Execute on Spark-Alpha (Head Node)

export MN_IF_NAME=enp1s0f1np1
export VLLM_HOST_IP=192.168.100.10
export UCX_NET_DEVICES=$MN_IF_NAME
export NCCL_SOCKET_IFNAME=$MN_IF_NAME
export GLOO_SOCKET_IFNAME=$MN_IF_NAME
export OMPI_MCA_btl_tcp_if_include=$MN_IF_NAME

ray start --head --node-ip-address=$VLLM_HOST_IP --port=6379 --dashboard-host=0.0.0.0 --num-gpus=1

Execute on Spark-Beta, Gamma, Delta (Workers)

export MN_IF_NAME=enp1s0f1np1
export VLLM_HOST_IP=
export NCCL_SOCKET_IFNAME=$MN_IF_NAME
export GLOO_SOCKET_IFNAME=$MN_IF_NAME

ray start --address='192.168.100.10:6379' --node-ip-address=$VLLM_HOST_IP --num-gpus=1

04 Launch vLLM via Docker

Launch the OpenAI-compatible server on the Head Node using Docker.
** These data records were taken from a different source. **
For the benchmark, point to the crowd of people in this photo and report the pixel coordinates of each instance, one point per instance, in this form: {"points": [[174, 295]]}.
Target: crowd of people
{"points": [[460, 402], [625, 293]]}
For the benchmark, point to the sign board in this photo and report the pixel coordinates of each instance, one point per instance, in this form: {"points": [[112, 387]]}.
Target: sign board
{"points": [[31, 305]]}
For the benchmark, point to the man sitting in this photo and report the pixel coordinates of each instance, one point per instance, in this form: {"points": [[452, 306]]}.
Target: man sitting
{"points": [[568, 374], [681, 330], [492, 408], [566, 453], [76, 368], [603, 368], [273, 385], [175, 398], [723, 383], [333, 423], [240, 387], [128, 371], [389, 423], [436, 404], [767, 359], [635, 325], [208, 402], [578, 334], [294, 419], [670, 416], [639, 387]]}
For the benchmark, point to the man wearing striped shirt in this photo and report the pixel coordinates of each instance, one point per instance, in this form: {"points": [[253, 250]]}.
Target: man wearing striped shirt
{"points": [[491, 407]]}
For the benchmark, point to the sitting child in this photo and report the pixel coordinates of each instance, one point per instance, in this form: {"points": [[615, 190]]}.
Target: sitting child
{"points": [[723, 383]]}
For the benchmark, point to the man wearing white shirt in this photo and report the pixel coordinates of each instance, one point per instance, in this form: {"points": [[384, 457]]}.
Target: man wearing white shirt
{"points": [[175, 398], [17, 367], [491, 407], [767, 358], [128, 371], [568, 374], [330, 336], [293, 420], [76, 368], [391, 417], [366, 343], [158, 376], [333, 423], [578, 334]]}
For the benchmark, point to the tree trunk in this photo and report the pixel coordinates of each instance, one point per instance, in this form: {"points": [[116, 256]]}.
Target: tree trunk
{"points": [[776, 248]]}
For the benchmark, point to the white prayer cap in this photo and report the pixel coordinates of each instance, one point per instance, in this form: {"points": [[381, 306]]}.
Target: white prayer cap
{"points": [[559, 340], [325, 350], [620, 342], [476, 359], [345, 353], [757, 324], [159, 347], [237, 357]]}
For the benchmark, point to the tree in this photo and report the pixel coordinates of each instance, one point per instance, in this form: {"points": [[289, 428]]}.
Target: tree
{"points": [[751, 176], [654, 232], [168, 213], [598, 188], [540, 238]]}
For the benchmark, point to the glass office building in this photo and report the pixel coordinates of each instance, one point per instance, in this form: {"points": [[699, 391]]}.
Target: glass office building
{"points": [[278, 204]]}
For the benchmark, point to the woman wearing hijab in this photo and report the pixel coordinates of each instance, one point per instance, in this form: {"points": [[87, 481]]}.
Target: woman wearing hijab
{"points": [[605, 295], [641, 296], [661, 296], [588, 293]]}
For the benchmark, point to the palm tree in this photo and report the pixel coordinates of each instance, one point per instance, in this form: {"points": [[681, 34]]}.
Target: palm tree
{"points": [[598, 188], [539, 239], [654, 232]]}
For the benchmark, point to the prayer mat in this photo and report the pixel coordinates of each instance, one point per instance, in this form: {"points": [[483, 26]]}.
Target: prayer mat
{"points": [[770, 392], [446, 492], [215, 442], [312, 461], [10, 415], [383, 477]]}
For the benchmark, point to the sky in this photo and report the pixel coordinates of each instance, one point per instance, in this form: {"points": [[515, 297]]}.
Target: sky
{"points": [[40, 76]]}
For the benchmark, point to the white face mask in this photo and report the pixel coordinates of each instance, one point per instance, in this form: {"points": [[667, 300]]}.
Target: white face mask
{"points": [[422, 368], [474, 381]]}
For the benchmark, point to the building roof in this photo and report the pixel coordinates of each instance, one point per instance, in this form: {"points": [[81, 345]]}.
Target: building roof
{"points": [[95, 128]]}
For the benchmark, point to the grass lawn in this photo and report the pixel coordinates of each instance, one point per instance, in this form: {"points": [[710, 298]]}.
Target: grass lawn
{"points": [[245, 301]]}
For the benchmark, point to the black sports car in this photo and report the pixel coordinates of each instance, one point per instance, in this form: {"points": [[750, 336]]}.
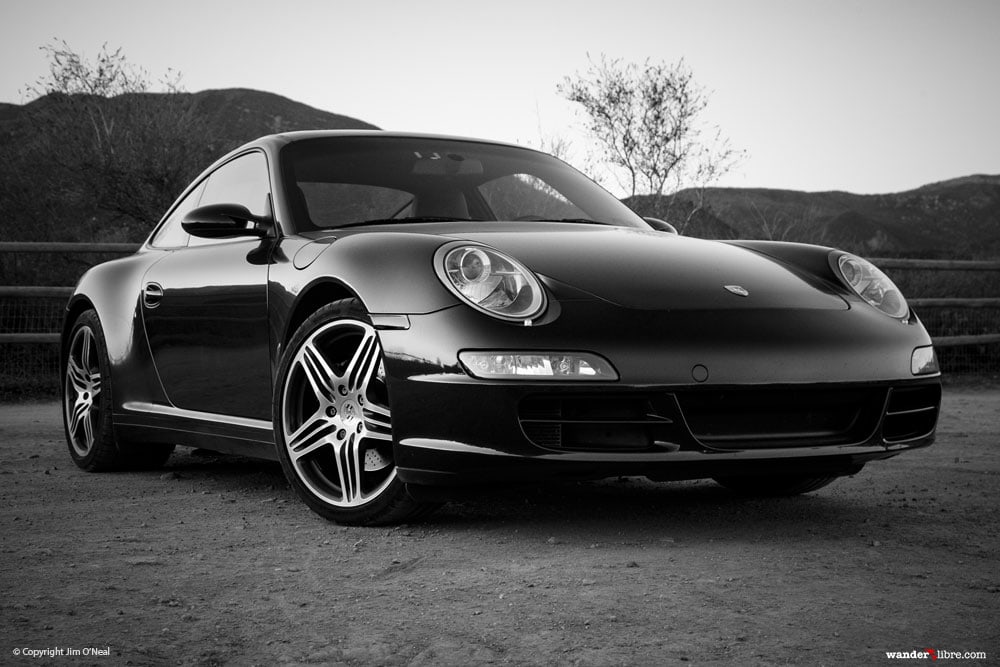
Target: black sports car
{"points": [[385, 314]]}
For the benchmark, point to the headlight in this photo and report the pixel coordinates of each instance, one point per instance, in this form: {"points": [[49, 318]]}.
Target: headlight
{"points": [[868, 281], [490, 281]]}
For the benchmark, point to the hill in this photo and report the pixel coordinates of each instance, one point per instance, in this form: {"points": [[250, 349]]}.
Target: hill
{"points": [[955, 218], [79, 167]]}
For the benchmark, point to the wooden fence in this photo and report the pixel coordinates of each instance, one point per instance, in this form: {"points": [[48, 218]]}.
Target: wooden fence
{"points": [[885, 263]]}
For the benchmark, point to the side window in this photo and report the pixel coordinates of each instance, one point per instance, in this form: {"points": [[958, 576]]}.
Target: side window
{"points": [[171, 234], [241, 181], [332, 204]]}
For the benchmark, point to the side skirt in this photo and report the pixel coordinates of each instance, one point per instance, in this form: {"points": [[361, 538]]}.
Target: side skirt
{"points": [[149, 422]]}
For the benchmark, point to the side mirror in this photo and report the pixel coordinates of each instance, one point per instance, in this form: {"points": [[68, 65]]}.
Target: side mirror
{"points": [[661, 225], [224, 221]]}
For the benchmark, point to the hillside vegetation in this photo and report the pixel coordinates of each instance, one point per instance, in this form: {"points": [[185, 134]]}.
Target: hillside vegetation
{"points": [[89, 168], [85, 168]]}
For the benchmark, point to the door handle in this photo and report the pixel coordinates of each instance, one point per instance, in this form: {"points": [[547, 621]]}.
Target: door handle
{"points": [[152, 294]]}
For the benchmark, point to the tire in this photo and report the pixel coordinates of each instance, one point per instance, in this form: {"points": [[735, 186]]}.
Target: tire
{"points": [[332, 422], [87, 406], [774, 485]]}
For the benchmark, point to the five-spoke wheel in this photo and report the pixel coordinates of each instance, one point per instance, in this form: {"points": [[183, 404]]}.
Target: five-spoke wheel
{"points": [[333, 423], [82, 391], [90, 432]]}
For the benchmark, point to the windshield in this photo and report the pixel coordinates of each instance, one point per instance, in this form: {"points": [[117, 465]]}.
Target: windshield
{"points": [[345, 181]]}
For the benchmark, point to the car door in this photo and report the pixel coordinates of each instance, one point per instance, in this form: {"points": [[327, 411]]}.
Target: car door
{"points": [[205, 307]]}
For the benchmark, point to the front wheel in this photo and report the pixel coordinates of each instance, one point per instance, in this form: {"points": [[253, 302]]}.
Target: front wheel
{"points": [[333, 423], [774, 485]]}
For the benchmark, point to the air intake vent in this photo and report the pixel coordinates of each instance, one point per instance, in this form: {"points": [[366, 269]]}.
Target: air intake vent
{"points": [[600, 423], [912, 413], [785, 417]]}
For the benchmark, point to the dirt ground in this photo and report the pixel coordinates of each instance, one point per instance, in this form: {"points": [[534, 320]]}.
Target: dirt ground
{"points": [[214, 561]]}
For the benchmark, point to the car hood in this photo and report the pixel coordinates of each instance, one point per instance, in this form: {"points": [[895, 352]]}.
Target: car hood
{"points": [[652, 270]]}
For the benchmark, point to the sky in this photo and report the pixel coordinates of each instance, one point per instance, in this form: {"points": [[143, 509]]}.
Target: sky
{"points": [[869, 96]]}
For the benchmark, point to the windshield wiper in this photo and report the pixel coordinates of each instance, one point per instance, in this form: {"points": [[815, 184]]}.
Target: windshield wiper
{"points": [[392, 221], [588, 221]]}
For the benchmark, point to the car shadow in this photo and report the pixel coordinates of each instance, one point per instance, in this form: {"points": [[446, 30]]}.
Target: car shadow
{"points": [[631, 505]]}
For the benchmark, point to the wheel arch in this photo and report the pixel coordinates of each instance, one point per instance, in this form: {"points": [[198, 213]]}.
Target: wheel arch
{"points": [[315, 295], [78, 304]]}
Host networking is required to expose the InfiniBand devices to the container.

Critical Memory Mathematics Do NOT set gpu-memory-utilization to 0.90+. Because memory is unified, 0.85 is the absolute maximum safety threshold. It reserves exactly 19.2 GB for the Linux OS and RoCE networking buffers, preventing immediate OOM crashes.
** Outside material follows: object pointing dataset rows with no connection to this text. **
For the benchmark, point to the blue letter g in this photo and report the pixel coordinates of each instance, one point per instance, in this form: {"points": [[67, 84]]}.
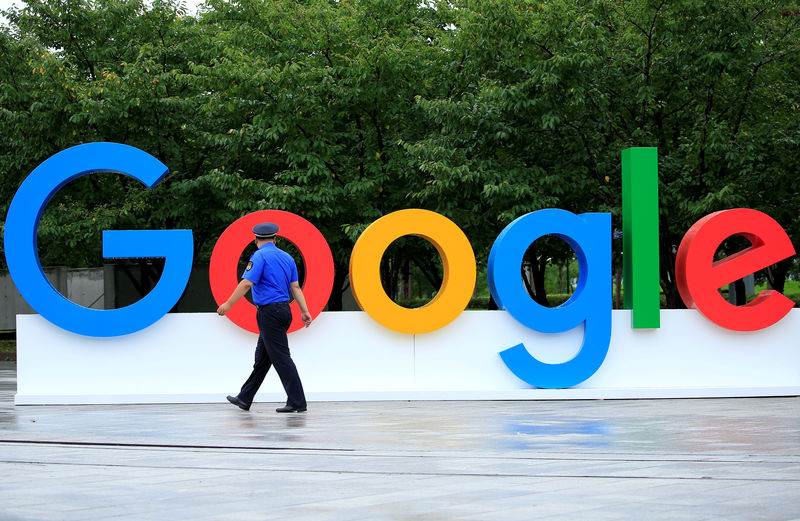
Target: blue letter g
{"points": [[22, 254]]}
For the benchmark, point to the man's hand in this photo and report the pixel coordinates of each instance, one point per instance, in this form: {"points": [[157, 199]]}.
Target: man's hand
{"points": [[305, 316], [224, 308]]}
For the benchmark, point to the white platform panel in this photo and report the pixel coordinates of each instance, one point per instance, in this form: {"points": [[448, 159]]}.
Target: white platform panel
{"points": [[347, 356]]}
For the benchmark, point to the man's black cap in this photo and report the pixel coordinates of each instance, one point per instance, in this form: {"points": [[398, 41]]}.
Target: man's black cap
{"points": [[265, 230]]}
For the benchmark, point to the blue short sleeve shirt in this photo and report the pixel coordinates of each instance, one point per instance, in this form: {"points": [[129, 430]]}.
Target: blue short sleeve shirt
{"points": [[271, 270]]}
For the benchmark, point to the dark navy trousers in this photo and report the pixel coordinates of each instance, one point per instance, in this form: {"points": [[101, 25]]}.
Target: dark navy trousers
{"points": [[272, 349]]}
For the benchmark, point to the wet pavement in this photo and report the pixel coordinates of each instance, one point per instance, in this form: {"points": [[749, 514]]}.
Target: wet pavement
{"points": [[614, 459]]}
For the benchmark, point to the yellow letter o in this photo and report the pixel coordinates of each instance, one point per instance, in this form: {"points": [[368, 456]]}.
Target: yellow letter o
{"points": [[458, 263]]}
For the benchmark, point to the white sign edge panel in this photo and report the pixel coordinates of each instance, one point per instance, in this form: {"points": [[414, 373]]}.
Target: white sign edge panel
{"points": [[344, 356]]}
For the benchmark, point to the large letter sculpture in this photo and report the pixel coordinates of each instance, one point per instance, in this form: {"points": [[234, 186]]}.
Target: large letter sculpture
{"points": [[22, 255], [590, 236]]}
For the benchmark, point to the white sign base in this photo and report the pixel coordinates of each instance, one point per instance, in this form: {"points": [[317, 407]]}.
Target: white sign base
{"points": [[201, 357]]}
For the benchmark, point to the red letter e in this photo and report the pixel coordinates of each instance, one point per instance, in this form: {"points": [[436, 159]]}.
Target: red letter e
{"points": [[699, 276]]}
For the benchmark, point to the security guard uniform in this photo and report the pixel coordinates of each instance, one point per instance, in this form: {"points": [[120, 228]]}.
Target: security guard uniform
{"points": [[272, 270]]}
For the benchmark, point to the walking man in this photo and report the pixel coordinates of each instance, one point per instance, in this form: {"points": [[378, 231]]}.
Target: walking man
{"points": [[271, 274]]}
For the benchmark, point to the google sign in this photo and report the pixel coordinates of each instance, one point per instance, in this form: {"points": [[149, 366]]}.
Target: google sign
{"points": [[589, 235]]}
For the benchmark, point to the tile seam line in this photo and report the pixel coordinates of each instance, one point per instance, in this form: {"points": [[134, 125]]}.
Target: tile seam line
{"points": [[368, 453], [379, 473]]}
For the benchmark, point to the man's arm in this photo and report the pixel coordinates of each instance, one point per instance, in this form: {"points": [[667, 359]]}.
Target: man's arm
{"points": [[238, 293], [297, 293]]}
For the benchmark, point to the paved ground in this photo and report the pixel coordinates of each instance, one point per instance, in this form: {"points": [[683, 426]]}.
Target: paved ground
{"points": [[499, 461]]}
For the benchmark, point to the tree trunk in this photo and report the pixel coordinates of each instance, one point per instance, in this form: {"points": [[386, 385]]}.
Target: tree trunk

Execute on Spark-Alpha (Head Node)

docker run -it --rm --name=vllm-spark-matrix \
  --network=host \
  --ipc=host \
  --device=/dev/infiniband \
  --ulimit memlock=-1 \
  -v ~/.cache/huggingface:/root/.cache/huggingface \
  vllm/vllm-openai:nightly \
  --model Qwen/Qwen3.5-397B-A17B-FP8 \
  --tensor-parallel-size 4 \
  --pipeline-parallel-size 1 \
  --gpu-memory-utilization 0.85 \
  --max-model-len 131072 \
  --max-num-batched-tokens 4096 \
  --block-size 128 \
  --language-model-only \
  --enable-prefix-caching \
  --reasoning-parser qwen3 \
  --tool-call-parser qwen3_xml \
  --attention-backend FLASHINFER

Expert Parallelism Hazard (Bug Mitigation) Do not use the --enable-expert-parallel flag. Due to an upstream vLLM kernel bug with FP8 MoE sharding, this will trigger a fatal dimension size exception. Standard TP=4 automatically replicates and shards the layers safely.

Performance Expectations Due to the GB10's 273 GB/s memory bandwidth reading 17 GB of active FP8 weights per token, expected decode throughput over the RoCE fabric is a highly stable 25.0 to 28.0 tokens/second.